The Mini Blue has lots of energy to burn, so he must consume more food. But don’t let them overeat and indulge in food. Control their meals so they stay fit and healthy.
Your mini Blue Heeler can have a bite of your food, but don’t let them ever eat:
• Poppy seeds
• Spicy food
• Cheez – its
• Vienna sausages
• Spam and other junk food items
Exercise And Training
As we mentioned before, these doggos are extremely energetic and smart. They will see right through you if you’re trying to cut down time spent on walkies. You must take them out a lot, hence why they aren’t such good apartment dogs.
If you’re by any chance living in an apartment, now is a good time to let you know you’re getting a jogging buddy too. Now you have no excuses for not working out.
Working out isn’t only a physical activity for the Mini Blue Heeler. It’s a way for them to vent; otherwise, they might become frustrated and destructive. You don’t want chewed table legs, do you?
Since they’re intelligent pups, training should go smoothly. What’s important is to start early and work on socialization and obedience training. You need to teach them how to behave among other dogs and new people. So, be persistent. It will pay off!
These herding dogs need agility training, so add that to your exercising list too! If by any chance an active dog like the mini Blue Heeler refuses to walk, it’s time to visit the vet asap.
Grooming A Miniature Blue Heeler
Finally, some good news! The Mini Blue Heeler doesn’t need much grooming. You’re safe from spending endless hours at the groomer! Their coat is low maintenance. Brush it once a week, and you’re good to go. Bathing should be done once a month, not too often, to keep in the natural oils.
But, they do shed their undercoat twice a year. The intensity of brushing increases as the season progresses. Brush them every few days to remove the dead hair trapped under their coats. Using a short-bristled brush and combing it down right will do magic.
Oh, and don’t forget to regularly trim their nails, clean their ears, and brush their teeth every few days.
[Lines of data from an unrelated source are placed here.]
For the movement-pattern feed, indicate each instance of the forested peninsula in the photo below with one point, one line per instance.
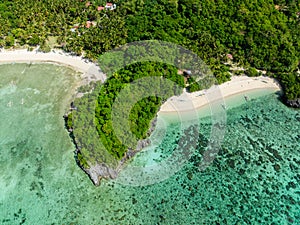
(259, 37)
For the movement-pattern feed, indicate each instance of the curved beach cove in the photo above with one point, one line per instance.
(254, 179)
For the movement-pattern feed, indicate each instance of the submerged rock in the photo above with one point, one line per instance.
(293, 103)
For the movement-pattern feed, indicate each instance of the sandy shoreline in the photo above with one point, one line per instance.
(237, 85)
(184, 102)
(90, 71)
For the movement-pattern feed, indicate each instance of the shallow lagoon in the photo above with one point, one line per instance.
(254, 179)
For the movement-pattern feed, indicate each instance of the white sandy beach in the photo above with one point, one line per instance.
(184, 102)
(237, 85)
(90, 71)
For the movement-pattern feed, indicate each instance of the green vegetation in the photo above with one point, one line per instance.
(263, 34)
(142, 113)
(255, 35)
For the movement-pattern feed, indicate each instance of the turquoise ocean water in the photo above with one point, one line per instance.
(253, 180)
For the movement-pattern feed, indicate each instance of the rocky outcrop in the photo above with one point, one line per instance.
(293, 103)
(101, 170)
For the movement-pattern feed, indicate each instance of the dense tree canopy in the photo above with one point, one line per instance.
(263, 34)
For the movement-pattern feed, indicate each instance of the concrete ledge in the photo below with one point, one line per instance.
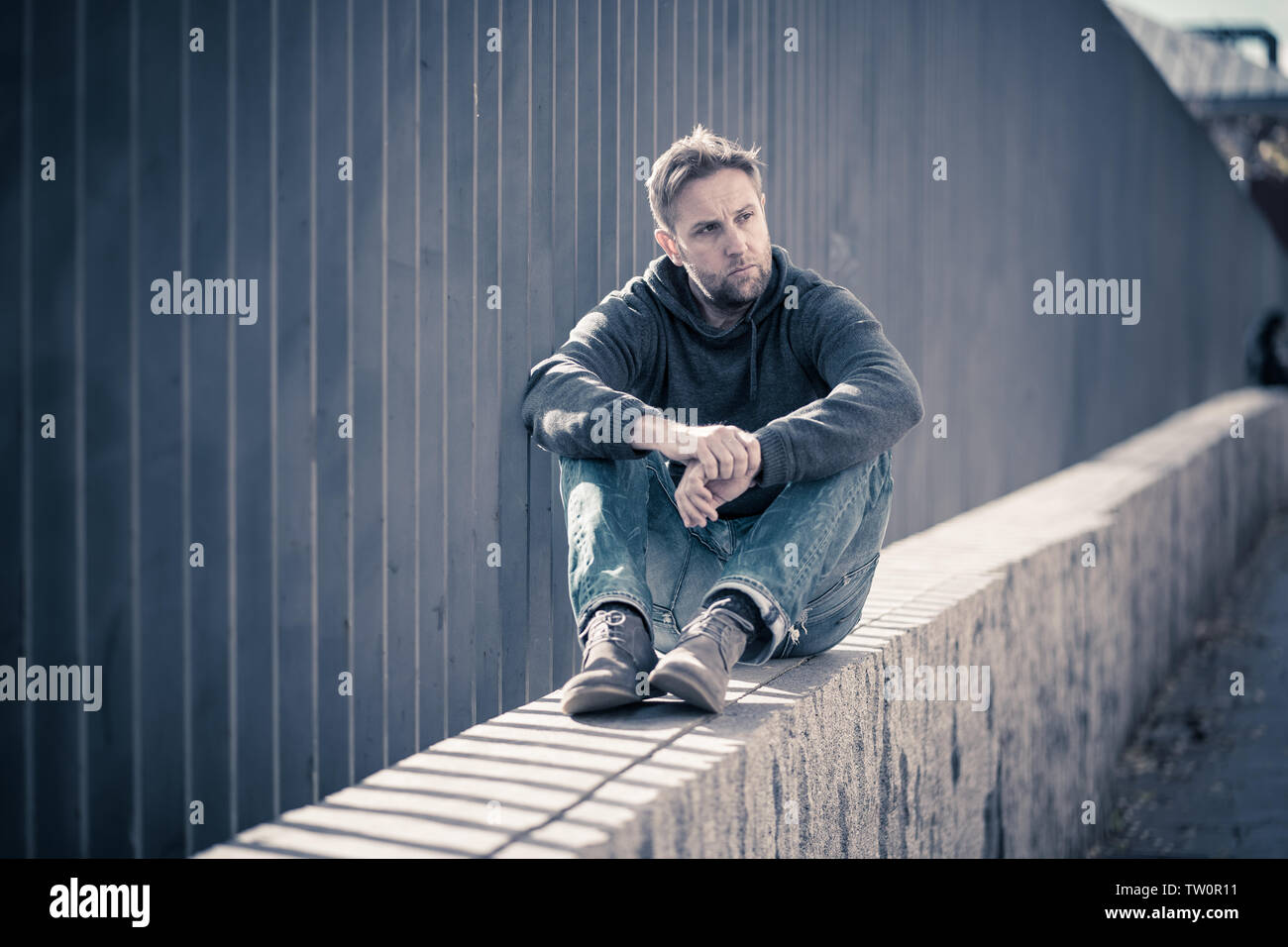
(812, 759)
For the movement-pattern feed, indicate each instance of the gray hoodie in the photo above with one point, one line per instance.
(807, 369)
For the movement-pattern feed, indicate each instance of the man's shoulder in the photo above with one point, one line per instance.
(816, 296)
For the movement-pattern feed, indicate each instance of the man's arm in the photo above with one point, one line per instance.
(874, 402)
(578, 402)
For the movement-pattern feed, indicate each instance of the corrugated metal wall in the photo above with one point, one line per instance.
(513, 169)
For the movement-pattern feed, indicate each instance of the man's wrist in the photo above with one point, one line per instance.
(647, 432)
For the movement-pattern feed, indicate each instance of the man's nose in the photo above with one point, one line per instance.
(737, 245)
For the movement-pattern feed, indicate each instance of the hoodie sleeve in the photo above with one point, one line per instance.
(874, 402)
(568, 405)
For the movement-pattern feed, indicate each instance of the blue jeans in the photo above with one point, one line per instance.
(806, 561)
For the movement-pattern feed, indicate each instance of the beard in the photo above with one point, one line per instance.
(728, 291)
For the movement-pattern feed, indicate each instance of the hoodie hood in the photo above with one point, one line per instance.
(670, 285)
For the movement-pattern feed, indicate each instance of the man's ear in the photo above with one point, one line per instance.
(668, 243)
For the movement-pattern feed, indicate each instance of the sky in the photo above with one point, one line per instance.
(1271, 14)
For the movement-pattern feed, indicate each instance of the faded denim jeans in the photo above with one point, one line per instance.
(806, 561)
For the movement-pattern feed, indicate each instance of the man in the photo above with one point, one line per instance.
(742, 530)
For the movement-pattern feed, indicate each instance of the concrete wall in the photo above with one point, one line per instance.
(514, 169)
(814, 757)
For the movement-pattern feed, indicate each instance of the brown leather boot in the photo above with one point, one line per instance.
(616, 660)
(697, 671)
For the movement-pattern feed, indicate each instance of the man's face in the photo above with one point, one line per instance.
(721, 228)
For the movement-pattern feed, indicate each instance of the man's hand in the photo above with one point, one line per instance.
(722, 450)
(698, 495)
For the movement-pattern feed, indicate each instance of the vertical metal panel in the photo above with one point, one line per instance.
(370, 329)
(432, 390)
(514, 169)
(295, 444)
(487, 407)
(462, 311)
(334, 523)
(210, 501)
(52, 489)
(516, 99)
(400, 372)
(18, 427)
(250, 441)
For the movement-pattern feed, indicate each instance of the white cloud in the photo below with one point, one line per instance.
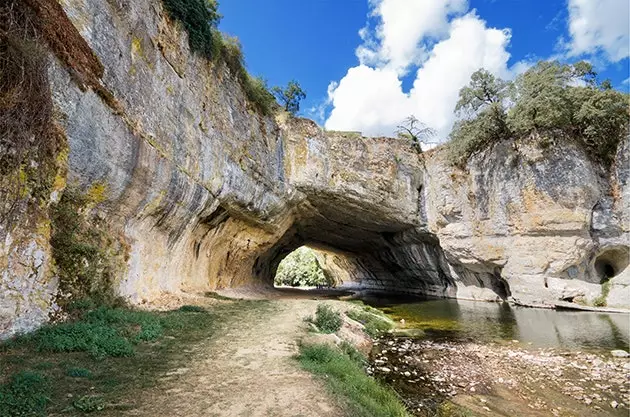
(403, 25)
(599, 26)
(371, 98)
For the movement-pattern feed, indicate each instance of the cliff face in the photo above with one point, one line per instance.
(196, 191)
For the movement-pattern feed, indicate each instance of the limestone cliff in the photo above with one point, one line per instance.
(197, 191)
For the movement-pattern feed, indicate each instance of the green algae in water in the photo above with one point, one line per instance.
(486, 322)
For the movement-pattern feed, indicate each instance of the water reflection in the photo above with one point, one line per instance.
(499, 321)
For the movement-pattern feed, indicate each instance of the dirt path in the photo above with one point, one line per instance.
(245, 369)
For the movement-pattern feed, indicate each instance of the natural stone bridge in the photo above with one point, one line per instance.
(201, 192)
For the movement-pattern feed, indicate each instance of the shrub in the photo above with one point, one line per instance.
(192, 309)
(198, 17)
(89, 403)
(601, 301)
(471, 136)
(96, 338)
(327, 319)
(83, 253)
(301, 268)
(352, 352)
(101, 332)
(290, 96)
(258, 94)
(25, 394)
(346, 378)
(78, 373)
(548, 99)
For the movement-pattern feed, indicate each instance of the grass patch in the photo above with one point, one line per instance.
(347, 380)
(25, 394)
(374, 320)
(192, 309)
(327, 319)
(78, 372)
(103, 381)
(217, 296)
(89, 403)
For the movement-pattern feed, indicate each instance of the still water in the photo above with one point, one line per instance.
(486, 322)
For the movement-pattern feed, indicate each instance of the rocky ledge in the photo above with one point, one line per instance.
(185, 187)
(498, 379)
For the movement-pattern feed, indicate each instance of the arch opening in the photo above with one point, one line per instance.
(302, 269)
(611, 262)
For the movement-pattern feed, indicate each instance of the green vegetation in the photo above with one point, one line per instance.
(375, 321)
(78, 372)
(327, 319)
(414, 131)
(301, 269)
(25, 394)
(192, 309)
(98, 357)
(30, 143)
(89, 403)
(84, 252)
(101, 332)
(290, 96)
(200, 19)
(600, 301)
(551, 100)
(347, 380)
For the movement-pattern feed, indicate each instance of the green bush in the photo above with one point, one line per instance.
(301, 268)
(346, 379)
(104, 331)
(192, 309)
(601, 300)
(79, 373)
(327, 319)
(96, 338)
(198, 17)
(258, 94)
(549, 99)
(471, 136)
(25, 394)
(89, 403)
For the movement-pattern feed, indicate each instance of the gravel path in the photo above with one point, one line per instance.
(245, 369)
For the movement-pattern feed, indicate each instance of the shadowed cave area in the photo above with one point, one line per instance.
(371, 255)
(611, 262)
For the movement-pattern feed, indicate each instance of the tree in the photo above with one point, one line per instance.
(300, 268)
(484, 90)
(546, 96)
(290, 96)
(482, 102)
(550, 99)
(415, 131)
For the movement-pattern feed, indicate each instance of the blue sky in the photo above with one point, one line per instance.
(432, 44)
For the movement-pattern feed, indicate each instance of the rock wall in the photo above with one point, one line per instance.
(201, 192)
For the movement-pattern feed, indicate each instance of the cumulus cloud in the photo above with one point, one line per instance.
(444, 53)
(599, 26)
(403, 25)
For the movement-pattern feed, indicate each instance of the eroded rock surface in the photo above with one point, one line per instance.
(202, 192)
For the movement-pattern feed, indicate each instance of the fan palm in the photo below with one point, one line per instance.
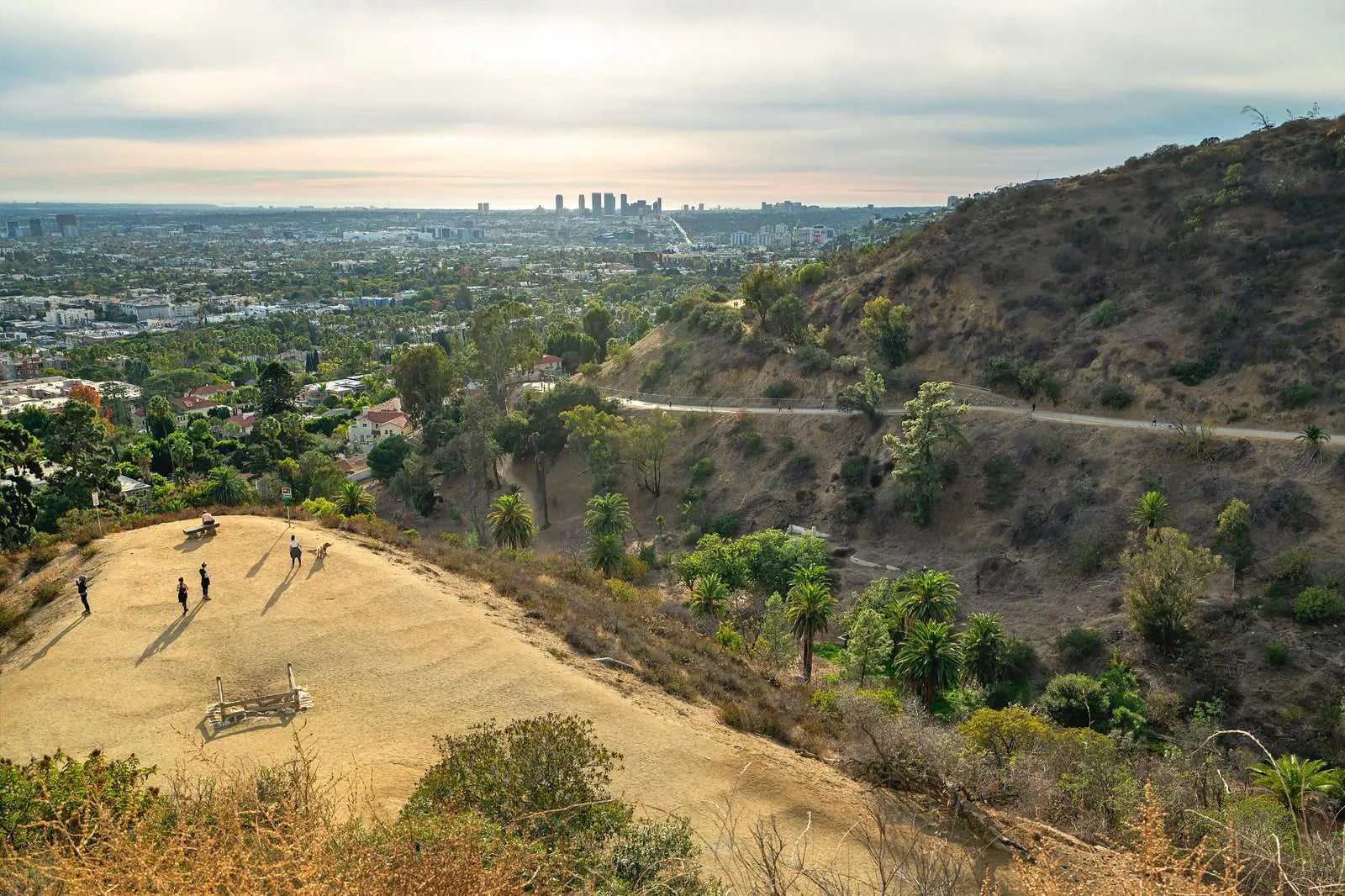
(709, 596)
(984, 645)
(1295, 782)
(1313, 439)
(607, 553)
(609, 514)
(226, 486)
(927, 596)
(353, 501)
(930, 658)
(1150, 510)
(511, 522)
(809, 613)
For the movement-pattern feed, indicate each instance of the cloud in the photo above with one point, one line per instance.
(424, 100)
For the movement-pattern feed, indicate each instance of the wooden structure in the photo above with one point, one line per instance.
(203, 529)
(228, 712)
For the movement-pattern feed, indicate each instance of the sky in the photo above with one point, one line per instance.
(447, 104)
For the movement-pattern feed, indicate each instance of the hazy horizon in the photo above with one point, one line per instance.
(437, 105)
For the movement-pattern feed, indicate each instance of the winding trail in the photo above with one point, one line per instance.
(820, 408)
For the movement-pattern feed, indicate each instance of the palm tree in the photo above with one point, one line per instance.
(709, 596)
(930, 658)
(1313, 439)
(607, 553)
(226, 486)
(927, 596)
(809, 613)
(511, 521)
(984, 645)
(1150, 510)
(354, 501)
(1295, 782)
(609, 514)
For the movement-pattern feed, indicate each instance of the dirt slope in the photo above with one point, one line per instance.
(393, 653)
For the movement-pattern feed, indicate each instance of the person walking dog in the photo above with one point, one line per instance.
(82, 584)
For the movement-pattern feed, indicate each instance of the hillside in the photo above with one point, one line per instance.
(393, 653)
(1204, 280)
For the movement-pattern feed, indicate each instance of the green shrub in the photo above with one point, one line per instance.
(1116, 394)
(1107, 314)
(1318, 606)
(1078, 645)
(1297, 396)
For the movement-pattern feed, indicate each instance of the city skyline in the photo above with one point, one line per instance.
(421, 104)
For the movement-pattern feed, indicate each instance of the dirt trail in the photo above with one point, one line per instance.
(393, 653)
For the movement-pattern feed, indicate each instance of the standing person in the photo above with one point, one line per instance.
(82, 584)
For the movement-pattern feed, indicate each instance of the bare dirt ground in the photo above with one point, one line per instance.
(393, 653)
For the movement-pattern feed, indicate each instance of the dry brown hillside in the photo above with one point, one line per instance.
(1205, 280)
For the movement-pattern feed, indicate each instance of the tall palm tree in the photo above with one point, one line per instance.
(354, 501)
(984, 645)
(927, 596)
(226, 486)
(609, 514)
(607, 553)
(809, 613)
(1150, 510)
(511, 521)
(709, 596)
(1313, 439)
(930, 658)
(1295, 782)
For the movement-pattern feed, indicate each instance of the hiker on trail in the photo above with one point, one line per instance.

A well-groomed pup is a healthy pup!
How Healthy Are Mini Blue Heelers?
Photo from: @cady_tami
Mini Blue Heelers have similar health risks as Blue Heelers. The most common issues are:
• Deafness. This health issue occurs with many Blue Heelers. Some can’t hear at all, while some can to a degree. If your dog doesn’t respond to you calling it or loud noises, barks excessively, and has trembling ears, he’s most definitely deaf.
• Retinal atrophy. This ailment involves retinal deterioration followed by vision loss. Difficulty seeing at night, cataracts, and widened pupils are symptoms. The condition is progressive and isn’t painful.
• Hip dysplasia. With hip dysplasia, the hip joints aren’t fixed in place, and that causes discomfort. Dogs might hobble or show an aversion to physical activities. The body is usually rigid and tense.
That’s why checking the health tests of both parents and the puppy before buying is a step you shouldn’t skip.
Once you know what your dog is prone to, you can easily prevent any health condition from worsening.
Add regular vet checks and shots to your memo, and your Mini Blue will be a healthy dog.
To Sum Up…
We don’t see unique and unknown dogs getting a boost in their popularity every day. The Mini Blue Heeler is reaching for the stars with every right. They’re companions for life that tick all the boxes.
Do you really need to wait any longer before getting a new family member of this amazing breed? All the other dog owners in the park will be green with envy when they see your magnificent Mini Blue Heeler!